Which brings me to today and why I love running.  I set off this evening just before sunset in need of clearing my head and determined to get in a good run. I started fast and with my music LOUD.  It felt so good to get out of my head and into the music and run that I decided to see which would slow me down first: my legs or my lungs.

In the beginning when I ran I’d think about running, or think about not thinking about running.  I run because I like to get a good workout. I feel strong and that feels good. I run because it’s part of my personal mental health plan, because running outdoors takes you places, because, second only to skydiving and bicycling, you really feel like you are flying.  And that’s a pretty amazing feeling.

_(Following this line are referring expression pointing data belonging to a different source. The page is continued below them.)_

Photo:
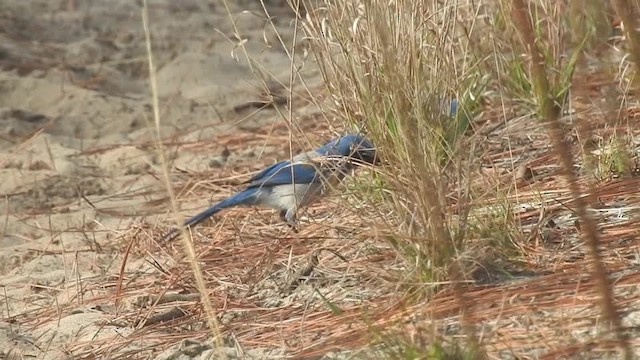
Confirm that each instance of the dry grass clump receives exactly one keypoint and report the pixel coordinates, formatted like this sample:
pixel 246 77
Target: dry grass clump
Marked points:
pixel 392 68
pixel 507 228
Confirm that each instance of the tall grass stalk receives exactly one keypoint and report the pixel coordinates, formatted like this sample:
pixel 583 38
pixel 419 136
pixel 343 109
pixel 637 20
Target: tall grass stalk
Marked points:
pixel 629 12
pixel 212 319
pixel 391 69
pixel 550 107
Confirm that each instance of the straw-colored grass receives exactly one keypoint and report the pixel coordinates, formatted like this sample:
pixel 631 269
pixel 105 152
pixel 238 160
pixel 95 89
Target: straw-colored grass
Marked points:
pixel 507 230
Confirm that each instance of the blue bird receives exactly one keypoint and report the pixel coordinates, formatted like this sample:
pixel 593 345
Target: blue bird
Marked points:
pixel 291 185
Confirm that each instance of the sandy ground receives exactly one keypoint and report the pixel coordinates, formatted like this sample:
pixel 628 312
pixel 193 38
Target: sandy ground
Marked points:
pixel 77 168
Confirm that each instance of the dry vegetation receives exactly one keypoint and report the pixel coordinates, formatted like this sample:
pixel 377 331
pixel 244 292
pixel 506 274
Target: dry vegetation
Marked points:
pixel 506 230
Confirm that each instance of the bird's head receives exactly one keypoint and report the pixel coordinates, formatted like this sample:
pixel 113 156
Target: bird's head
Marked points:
pixel 354 146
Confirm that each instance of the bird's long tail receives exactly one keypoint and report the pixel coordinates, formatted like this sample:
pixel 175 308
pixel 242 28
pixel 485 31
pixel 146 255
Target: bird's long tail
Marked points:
pixel 246 197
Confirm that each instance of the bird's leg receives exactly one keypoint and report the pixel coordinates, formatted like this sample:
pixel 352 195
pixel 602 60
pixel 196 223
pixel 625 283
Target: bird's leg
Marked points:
pixel 289 217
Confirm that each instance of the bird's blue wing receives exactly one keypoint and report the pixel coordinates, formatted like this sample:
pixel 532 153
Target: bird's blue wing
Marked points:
pixel 268 170
pixel 285 173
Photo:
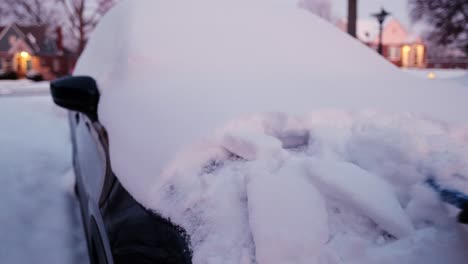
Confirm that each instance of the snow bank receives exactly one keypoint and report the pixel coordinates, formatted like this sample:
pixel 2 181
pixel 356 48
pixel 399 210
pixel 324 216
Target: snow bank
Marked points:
pixel 175 77
pixel 339 198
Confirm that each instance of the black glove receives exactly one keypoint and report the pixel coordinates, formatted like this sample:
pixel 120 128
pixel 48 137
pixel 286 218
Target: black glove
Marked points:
pixel 463 216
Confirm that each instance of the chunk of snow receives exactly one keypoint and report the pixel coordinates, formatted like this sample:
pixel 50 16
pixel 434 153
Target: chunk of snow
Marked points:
pixel 287 215
pixel 363 191
pixel 252 146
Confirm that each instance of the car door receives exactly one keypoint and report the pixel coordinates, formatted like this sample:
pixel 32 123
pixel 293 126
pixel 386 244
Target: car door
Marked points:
pixel 92 168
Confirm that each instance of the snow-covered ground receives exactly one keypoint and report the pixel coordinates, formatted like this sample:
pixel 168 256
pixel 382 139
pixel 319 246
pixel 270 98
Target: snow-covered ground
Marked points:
pixel 451 75
pixel 38 215
pixel 224 131
pixel 22 88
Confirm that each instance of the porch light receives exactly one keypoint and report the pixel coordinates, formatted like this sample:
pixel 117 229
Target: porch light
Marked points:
pixel 24 55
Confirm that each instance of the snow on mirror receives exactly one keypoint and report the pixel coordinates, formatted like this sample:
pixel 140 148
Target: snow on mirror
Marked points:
pixel 215 120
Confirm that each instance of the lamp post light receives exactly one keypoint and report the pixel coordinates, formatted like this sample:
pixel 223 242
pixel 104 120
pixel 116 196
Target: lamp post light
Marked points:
pixel 381 16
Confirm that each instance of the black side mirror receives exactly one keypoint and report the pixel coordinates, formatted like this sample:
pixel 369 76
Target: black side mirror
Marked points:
pixel 77 93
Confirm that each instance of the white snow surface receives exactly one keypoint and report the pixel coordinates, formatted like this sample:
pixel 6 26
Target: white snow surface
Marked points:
pixel 215 117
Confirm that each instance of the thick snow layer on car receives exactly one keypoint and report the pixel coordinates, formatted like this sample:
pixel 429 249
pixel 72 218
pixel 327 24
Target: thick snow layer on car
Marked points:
pixel 206 107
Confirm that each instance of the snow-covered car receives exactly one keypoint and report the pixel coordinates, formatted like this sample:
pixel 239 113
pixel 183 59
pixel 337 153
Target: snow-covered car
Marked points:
pixel 118 229
pixel 254 132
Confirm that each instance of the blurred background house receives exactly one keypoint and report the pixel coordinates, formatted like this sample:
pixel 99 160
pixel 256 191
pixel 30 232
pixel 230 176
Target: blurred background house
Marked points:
pixel 31 51
pixel 400 46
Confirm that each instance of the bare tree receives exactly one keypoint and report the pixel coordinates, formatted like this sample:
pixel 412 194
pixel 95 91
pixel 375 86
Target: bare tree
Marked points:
pixel 321 8
pixel 29 12
pixel 352 17
pixel 448 21
pixel 82 17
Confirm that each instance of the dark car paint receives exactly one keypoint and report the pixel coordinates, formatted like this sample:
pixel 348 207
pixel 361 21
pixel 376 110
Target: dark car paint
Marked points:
pixel 118 229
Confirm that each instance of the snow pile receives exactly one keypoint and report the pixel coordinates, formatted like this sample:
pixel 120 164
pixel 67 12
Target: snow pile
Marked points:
pixel 354 193
pixel 281 187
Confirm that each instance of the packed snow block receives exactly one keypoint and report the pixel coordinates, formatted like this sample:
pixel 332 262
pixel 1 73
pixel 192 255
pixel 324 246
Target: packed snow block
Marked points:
pixel 369 194
pixel 293 138
pixel 252 146
pixel 287 216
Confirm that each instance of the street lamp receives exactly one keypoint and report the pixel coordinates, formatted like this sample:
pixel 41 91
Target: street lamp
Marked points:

When I passed the high school where the football and cheerleading practice is usually taking place the woods part and the sky opens up. I caught a glimpse of the sun setting magenta but kept running.  When I got to the end of my loop I had to stop to watch a few pitches of the Somerville little leaguers.  These kids were young, maybe only 8 or 9, but they could throw!

As I turned to make my loop back I started thinking about how my dad used to run track when he was younger (he also used to look a lot like Elivs Presley, but I digress..).  And though I started running to get back in shape, I don’t think I’ll ever stop (well, save for the knees) because “getting in shape” doesn’t have an end.  As my dad would attest, like most things, it’s really a life-long process.

And so it goes, Asi es mi vida corriendo.